The best part is the very first chapter, outlining Crumey's framing device: an 18th-century European principality, vaguely Germanic, where the prince has opted to spend all his (and his people's) time, wealth, and energy in the creation of a fictional city. Maps will be drawn showing every aspect of the city from the streets to the buildings to the locations of its citizens; those citizens will be given minutely-detailed biographies, and if the are found to have written books, those books will be written, and placed within the exquistely-engineered Library, a Borgesian wonder-place paired with an even-more-wonderful Museum (see p. 15-16 for some absolutely wonderful descriptions of how these two great edifices would be designed).

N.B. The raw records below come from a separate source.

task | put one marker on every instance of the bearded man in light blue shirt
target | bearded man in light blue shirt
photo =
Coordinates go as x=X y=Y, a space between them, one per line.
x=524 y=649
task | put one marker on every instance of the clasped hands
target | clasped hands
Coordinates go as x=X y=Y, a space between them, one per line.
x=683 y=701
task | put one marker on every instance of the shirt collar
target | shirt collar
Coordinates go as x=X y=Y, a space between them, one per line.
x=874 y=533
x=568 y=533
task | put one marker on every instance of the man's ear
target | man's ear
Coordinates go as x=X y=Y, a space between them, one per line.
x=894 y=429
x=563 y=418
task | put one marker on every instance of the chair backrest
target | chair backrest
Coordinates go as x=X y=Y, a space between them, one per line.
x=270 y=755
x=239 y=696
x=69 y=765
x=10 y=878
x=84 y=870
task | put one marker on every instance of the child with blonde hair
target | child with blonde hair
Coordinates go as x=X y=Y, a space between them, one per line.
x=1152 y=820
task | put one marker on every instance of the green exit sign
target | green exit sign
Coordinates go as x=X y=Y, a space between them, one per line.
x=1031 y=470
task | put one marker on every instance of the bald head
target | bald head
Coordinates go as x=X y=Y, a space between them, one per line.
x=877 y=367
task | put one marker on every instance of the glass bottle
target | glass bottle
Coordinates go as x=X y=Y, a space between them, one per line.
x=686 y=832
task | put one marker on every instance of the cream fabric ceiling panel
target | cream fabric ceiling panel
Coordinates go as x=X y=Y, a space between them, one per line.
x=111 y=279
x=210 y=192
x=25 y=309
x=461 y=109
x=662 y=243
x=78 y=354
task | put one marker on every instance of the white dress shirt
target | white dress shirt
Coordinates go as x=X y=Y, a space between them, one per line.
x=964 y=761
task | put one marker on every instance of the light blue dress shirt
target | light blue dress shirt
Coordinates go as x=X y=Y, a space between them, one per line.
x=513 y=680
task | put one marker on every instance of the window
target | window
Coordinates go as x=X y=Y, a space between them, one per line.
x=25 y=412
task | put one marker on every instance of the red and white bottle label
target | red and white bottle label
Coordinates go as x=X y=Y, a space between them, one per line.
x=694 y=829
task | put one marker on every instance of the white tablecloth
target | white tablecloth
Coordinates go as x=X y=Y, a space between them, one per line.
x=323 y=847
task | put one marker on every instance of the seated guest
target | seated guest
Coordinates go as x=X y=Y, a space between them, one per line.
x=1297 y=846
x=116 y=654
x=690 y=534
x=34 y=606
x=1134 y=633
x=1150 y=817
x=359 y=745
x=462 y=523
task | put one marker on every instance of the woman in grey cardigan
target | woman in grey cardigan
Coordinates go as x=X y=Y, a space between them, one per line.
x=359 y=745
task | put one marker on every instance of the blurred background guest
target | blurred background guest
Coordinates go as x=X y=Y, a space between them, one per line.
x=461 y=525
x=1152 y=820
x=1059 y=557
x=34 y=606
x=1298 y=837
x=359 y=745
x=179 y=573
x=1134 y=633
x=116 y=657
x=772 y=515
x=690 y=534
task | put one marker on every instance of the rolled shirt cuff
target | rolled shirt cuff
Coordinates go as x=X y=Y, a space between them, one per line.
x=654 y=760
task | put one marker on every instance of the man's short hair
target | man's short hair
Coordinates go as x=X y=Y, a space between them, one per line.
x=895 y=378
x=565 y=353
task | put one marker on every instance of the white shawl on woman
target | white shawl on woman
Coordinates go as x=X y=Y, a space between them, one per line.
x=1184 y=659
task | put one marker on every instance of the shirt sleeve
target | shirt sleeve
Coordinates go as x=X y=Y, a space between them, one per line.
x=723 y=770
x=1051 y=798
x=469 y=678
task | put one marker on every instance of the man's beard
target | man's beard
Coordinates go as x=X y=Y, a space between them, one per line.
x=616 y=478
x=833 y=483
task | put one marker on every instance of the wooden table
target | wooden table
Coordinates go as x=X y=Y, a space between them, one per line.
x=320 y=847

A massive bureaucracy is, naturally, required for the undertaking of such a project, and our main protagonist, Schenck, is a minor functionary in the Cartography Division, responsible for the creation of some of the many maps of the fictional city (his project, when we meet him, is to chart the functioning of the fictional city's storm drains during downpours). But Schenck is distracted by an alluring redhead up in Biography, and in trying to please her, he quickly finds that with each layer of meta-fiction, the set lines of chronology, authorship and narrative begin to get very fluid indeed.
While I was frustrated at times over just what the book was trying to be, I very much enjoyed Crumey's descriptions in certain parts of the book: the opening chapter alone makes the book worth a read.